Note that although the first paragraph mentions the impact of epigenetics, the following sentences go on to talk about actual changes to the DNA. All inquiry into epigenetic controls and the impact of this on tracing genetics is avoided.
In truth, epigenetics is one of the last great mysteries in the study of illness transmission. For decades we have argued Nature versus Nurture.. debating the impact of genes over lifestyle choices in illness. But the truth is that for many illnesses (especially chronic illnesses- autoimmune diseases and mental illnesses large amongst them), the combination of genes, lifestyle and environment is the most important and hardest to categorize. Making things even more complicated, recent research is indicating that it is not just YOUR lifestyle and choices that impact you, but those of your parents and even GrandParents which can impact your health.

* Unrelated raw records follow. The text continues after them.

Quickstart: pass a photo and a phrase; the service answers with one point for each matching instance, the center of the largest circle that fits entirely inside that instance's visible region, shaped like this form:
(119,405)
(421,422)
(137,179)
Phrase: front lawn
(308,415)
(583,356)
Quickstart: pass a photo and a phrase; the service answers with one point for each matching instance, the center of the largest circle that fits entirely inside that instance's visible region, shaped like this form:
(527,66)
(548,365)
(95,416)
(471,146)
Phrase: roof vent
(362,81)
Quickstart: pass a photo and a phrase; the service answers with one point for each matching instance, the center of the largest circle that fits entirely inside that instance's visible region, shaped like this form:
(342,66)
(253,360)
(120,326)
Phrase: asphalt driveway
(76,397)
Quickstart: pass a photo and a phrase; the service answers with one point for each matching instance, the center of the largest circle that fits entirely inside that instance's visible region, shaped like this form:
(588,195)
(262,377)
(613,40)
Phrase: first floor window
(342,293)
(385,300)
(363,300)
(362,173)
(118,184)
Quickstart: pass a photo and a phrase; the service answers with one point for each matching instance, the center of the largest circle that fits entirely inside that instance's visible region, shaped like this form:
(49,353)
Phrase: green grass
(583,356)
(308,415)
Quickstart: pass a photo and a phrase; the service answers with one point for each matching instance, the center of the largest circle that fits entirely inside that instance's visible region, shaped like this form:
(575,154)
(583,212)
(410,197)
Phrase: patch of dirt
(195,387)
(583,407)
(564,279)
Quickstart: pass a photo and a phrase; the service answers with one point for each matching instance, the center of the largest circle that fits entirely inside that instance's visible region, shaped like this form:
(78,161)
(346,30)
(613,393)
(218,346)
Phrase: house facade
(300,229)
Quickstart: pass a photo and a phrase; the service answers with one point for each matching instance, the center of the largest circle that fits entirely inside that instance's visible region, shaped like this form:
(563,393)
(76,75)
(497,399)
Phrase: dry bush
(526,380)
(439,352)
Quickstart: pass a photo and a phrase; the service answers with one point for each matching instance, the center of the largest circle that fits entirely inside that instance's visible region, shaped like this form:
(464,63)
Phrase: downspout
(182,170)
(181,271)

The good news is that there is a move to fund more research on epigenetics ( chronic illnesses are expensive, so the ROI can be argued). Just this year, the NIH issued a new series of grants to fund research into the impact of epigenetics in chronic illness. If you have one of these diseases ( as I do), will epigenetic research cure you? Unlikely. At best, we will find ways to modulate the impact of the disorder. But what it can do is break the cycle of illness being passed from generation to generation. If your children can be impacted, your grandchildren or great grandchildren might be disease free. This long term thinking is critical to breaking these cycles.